Furthermore, recently, the same “system in which one's own body acts in a virtual world” similar to the above has been put into practical use by various companies. The following is an excerpt from the Nikkei Sangyo Shimbun article dated October 14, 1998 "New service with face photo also appeared on the internet." “Unknown people using the Internet chat by chatting with text messages at the same time. Internet affiliates have started a series of new services. Sony has recently displayed face photos of the participants on the computer screen. The new service “Chat Vision” started. Normal chat is a text-only exchange, but with the new service, an image with a face photo taken with a digital camera, etc. becomes your self and freely walks around the three-dimensional virtual space on the net, and faces the person you meet You can enjoy conversation while waiting. “SANNET”, an internet service provider operated by Sanyo Electric Software (Moriguchi City, Osaka Prefecture), has also started a service called “TULIE WORLD” that allows you to chat in a three-dimensional space with the appearance of five types of characters such as baby robots. "
[0005]
[Problems to be solved by the invention]
By the way, in the conversation system as described above, conversations are exchanged by sentences and voices (sending electronic mails by voice is also in practical use). In addition, a file including voice and images is attached to or synthesized with an e-mail, and a character indicating a speaker is also attached or synthesized. However, a character indicating a speaker attached to or synthesized with a conventional e-mail or the like is not such that the time zone in which the speaker is present and the surrounding situation are not understood. In addition, conventional characters have the same uniform content regardless of the location of the speaker and the time zone in which the speaker is speaking. It was not interesting. On the other hand, conventionally, a CCD camera or the like is attached on a personal computer display or the like, and a speaker captured by the camera and its surrounding real video are attached or synthesized to a conversation consisting of voice or text and transmitted. Videophone systems and videoconferencing systems have also been put into practical use (these are real-time voice conversations, but can also be applied to real-time or time-dependent text conversations). However, such a method of attaching or synthesizing a captured image from a camera to a conversation cannot be used for a conversation using an information device to which a camera is not attached, and privacy protection such as in the home is necessary. When sending a conversation from various places, there is a problem that it is not appropriate for privacy protection to send a live-action picture from a camera as it is.

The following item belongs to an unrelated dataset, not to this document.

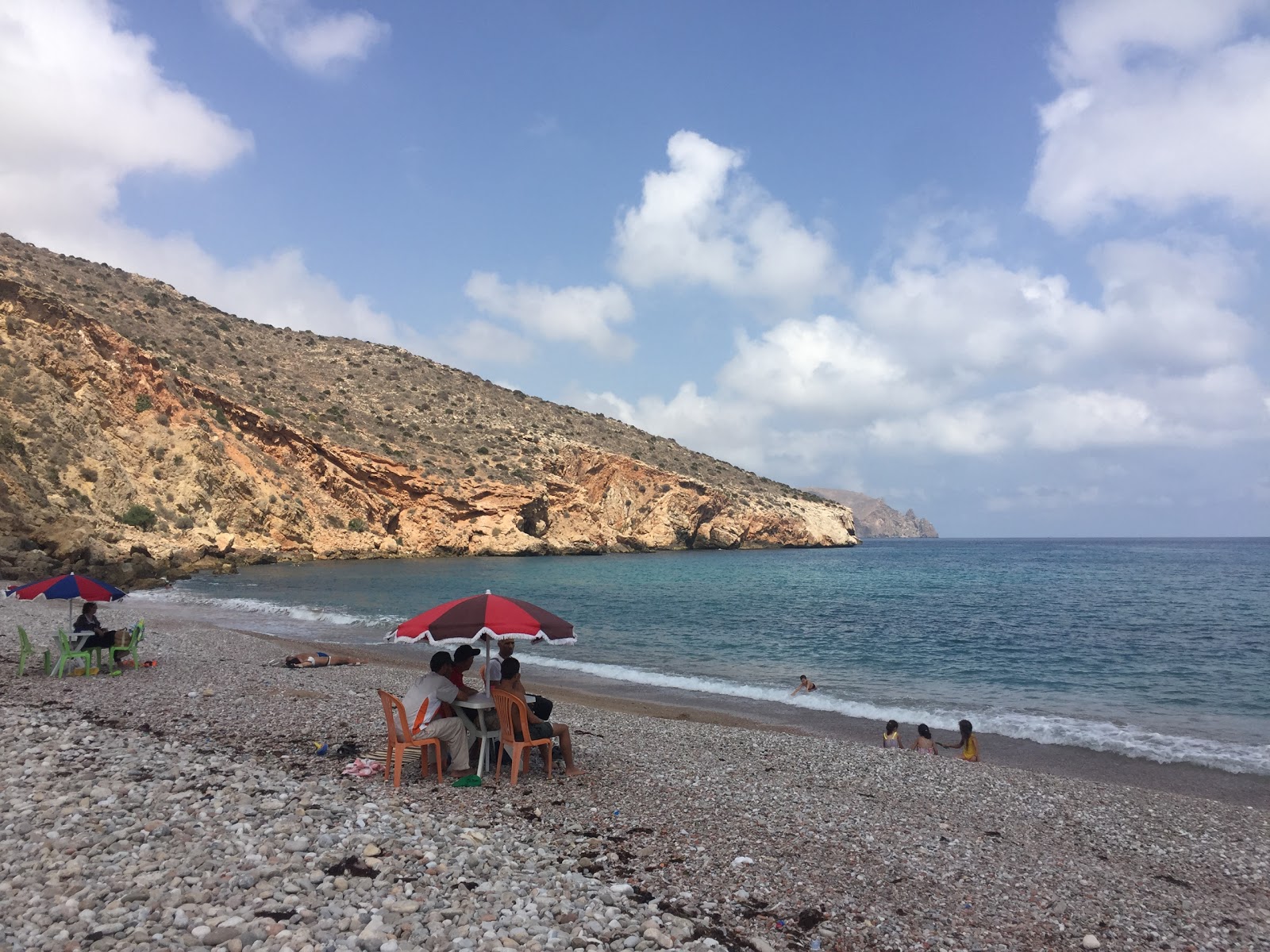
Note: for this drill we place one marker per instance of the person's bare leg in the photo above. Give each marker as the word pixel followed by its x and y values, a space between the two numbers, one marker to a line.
pixel 562 731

In addition, as mentioned above, “NTT Software California Technical Center and Sony have recently put it into practical use. When a user performs a chat, he walks around in a virtual space using his face photo as his alternator. The service of “Meeting and talking with people in a virtual town” is a point where the “realism” of the conversation is to some extent in the point of having a conversation using “a character with a real face photo” in the virtual space. It can be said that it increases. However, with the above technology, just using “face photo” as “his hero”, the body, clothes, and background images other than “face photo” are always used (or background). There is no image, etc. In other words, specific details such as what kind of situation the user is currently in, what the user is currently doing, what kind of region / location the user is currently in Therefore, the “realism” of the conversation cannot be sufficiently enhanced.
Also, in the service started by the above Sanyo Software, characters such as “Baby Robot” are conversing as “myself”, but such “users are currently in the situation, Even if you use a fictional character that has nothing to do with `` the specific situation such as what the user is currently doing, what kind of region / place the user is currently in '' It is not expected to give a “realism” or “impression depth” to a person.
[0006]
The present invention has been made paying attention to such problems of the prior art, and while protecting the privacy of the speaker, it is possible to inform the conversation partner of the current situation of the speaker and An object of the present invention is to provide a device for conversation that can give a sense of reality and depth of impression.
[0007]
[Means for Solving the Problems]
1. A user can communicate with a real person or a virtual character on a computer via a network, in real time or with a predetermined time difference, such as mail, message, or speech, by text, data, or voice. “Speaker image symbolically showing the speaker who is the user” displayed in association with “the user's conversation composed of characters, data or voice from the user” in the device for conversation to exchange ”And a clothing / posture data generation unit for generating“ clothing or pose data ”that forms part of the speaker image. A device for conversation.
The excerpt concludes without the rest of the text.